Apologies if this has been discussed before, but with the search
function down its hard to find out if it has
The first Agile book recommended using the automatically assigned row id
of an object as a foreign key reference, as rails would automatically
interpret the attribute (for example) product_id as the table ‘product’
and row ‘id’.
I’ve just been discussing this with someone who has the beta Agile 2
book, and apparently Agile 2 says not to do this, but to use a DBA
defined other identifier, and to leave the database assigned id
attribute to the database, and not to use it for foreign keys.
The first method seemed to make sense to me, however using migrations
i’m finding that mysql 5 is autoincrementing the data each migration.
So, if i add a single object/row of test data to a table in a migration,
the first time i perform the migration the row is assigned id=1. If i
then revert, and then reperform this migration, even though there is
still only one row of data the second time, the item now has id=2.
Just wandering if anyone knows why this is happening, and if it is
possible to prevent is so that i can still use the row id as a foreign
key reference?
i don’t know where this someone got their information, but i believe
they are misinformed.
you WANT to use the “id” column in the table as the primary key. you
WANT to point foreign keys to this primary key. in rails you are not
required to setup foreign key relationships at the database level as
rails uses the column names to determine relationships. this is not
to say that you cannot create those references at the database level,
just that rails doesn’t use it.
ie
users
id (primary key)
name
things
id (primary key)
name
user_id (foreign key to users.id)
user has_many things
thing belongs_to user
section 14.3 in the 1st edition and section 16.3 in the 2nd edition is
the part of the book i believe you are referring to.

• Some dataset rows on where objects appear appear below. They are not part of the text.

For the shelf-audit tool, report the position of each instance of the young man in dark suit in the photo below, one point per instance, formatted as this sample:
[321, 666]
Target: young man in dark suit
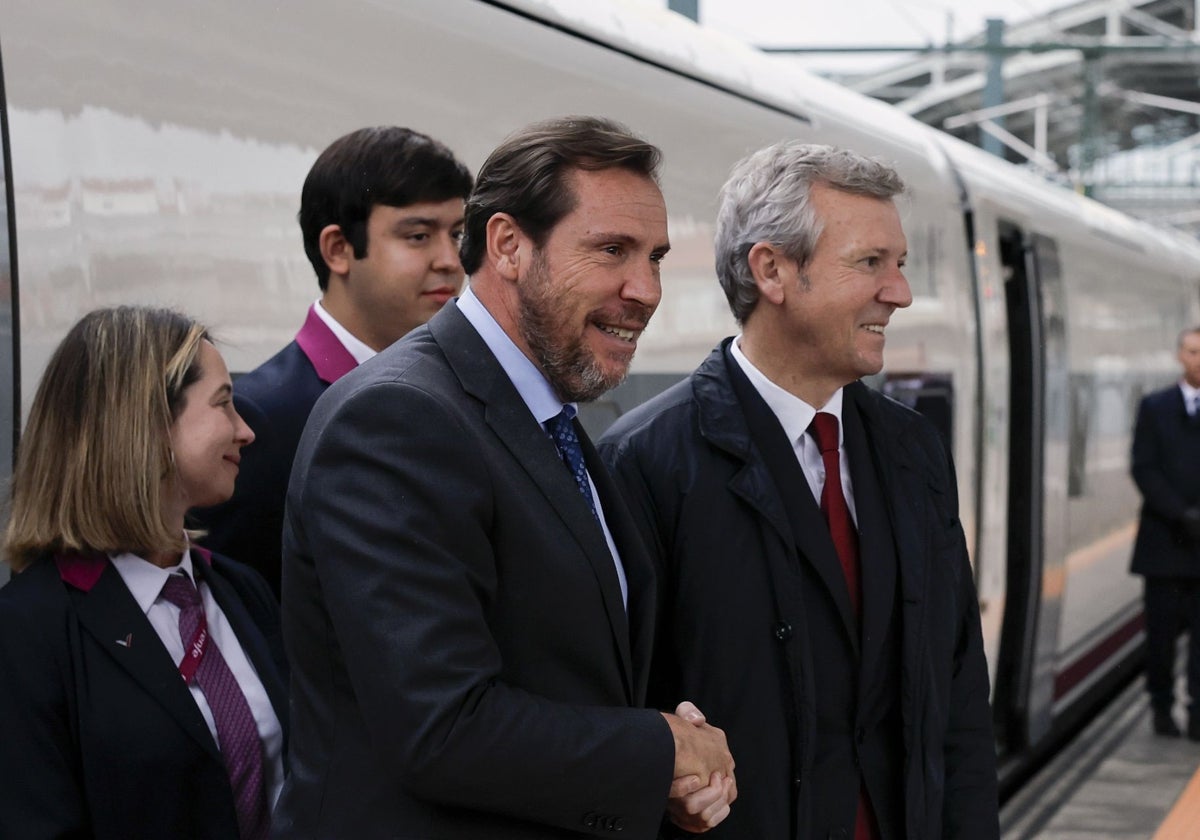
[381, 214]
[816, 595]
[468, 609]
[1167, 468]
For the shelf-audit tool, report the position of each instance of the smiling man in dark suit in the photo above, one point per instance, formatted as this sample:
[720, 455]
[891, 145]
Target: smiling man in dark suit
[468, 609]
[1167, 555]
[816, 595]
[381, 214]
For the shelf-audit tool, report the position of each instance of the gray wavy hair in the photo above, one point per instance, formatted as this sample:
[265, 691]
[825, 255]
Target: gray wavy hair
[766, 199]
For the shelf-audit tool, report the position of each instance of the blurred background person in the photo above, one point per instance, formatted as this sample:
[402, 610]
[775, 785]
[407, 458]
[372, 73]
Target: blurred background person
[142, 688]
[1167, 468]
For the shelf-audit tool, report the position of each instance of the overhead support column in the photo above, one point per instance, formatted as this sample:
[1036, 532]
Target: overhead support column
[689, 9]
[994, 89]
[1090, 131]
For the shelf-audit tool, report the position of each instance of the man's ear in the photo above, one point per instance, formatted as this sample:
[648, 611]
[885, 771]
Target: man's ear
[771, 269]
[505, 245]
[335, 249]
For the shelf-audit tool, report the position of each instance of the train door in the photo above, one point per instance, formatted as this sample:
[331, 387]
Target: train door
[1037, 491]
[10, 396]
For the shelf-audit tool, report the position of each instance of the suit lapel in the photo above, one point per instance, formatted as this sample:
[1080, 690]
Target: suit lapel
[111, 615]
[876, 553]
[807, 528]
[637, 617]
[249, 635]
[532, 449]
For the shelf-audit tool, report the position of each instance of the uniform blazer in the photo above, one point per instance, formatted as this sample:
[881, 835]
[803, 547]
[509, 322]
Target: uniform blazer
[275, 400]
[738, 579]
[100, 737]
[462, 663]
[1167, 468]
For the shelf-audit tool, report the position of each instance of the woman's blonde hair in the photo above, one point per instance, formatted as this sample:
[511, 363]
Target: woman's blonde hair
[96, 450]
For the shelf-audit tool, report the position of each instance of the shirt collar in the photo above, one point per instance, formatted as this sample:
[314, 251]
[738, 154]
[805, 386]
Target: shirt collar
[354, 347]
[795, 415]
[533, 387]
[144, 579]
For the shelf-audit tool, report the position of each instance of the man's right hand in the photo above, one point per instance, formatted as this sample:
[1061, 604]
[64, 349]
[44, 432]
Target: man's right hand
[702, 755]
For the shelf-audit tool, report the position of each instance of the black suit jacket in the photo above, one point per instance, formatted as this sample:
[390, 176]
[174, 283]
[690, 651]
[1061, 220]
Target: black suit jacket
[1167, 468]
[756, 627]
[462, 664]
[99, 735]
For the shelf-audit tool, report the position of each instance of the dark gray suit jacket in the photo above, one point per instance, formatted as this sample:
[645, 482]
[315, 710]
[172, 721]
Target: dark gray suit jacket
[462, 663]
[99, 736]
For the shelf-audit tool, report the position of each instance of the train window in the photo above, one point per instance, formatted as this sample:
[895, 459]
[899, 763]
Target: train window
[1083, 397]
[930, 394]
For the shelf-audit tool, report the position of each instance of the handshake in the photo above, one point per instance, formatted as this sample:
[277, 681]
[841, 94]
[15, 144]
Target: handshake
[1191, 523]
[703, 786]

I don’t think
this section has changed.
you are free to override the primary key, but keep in mind that if you
do, you are now responsible for providing a unique value to that
column before saving the record.
as to your migration problem, i have never experienced that behavior.
when you reverse a migration (ie, down) your table is dropped and the
auto_increment information should disappear as well. when you migrate
back up and insert a new record, it should start at 1 as long as you
are letting rails/db handle the id/primary key.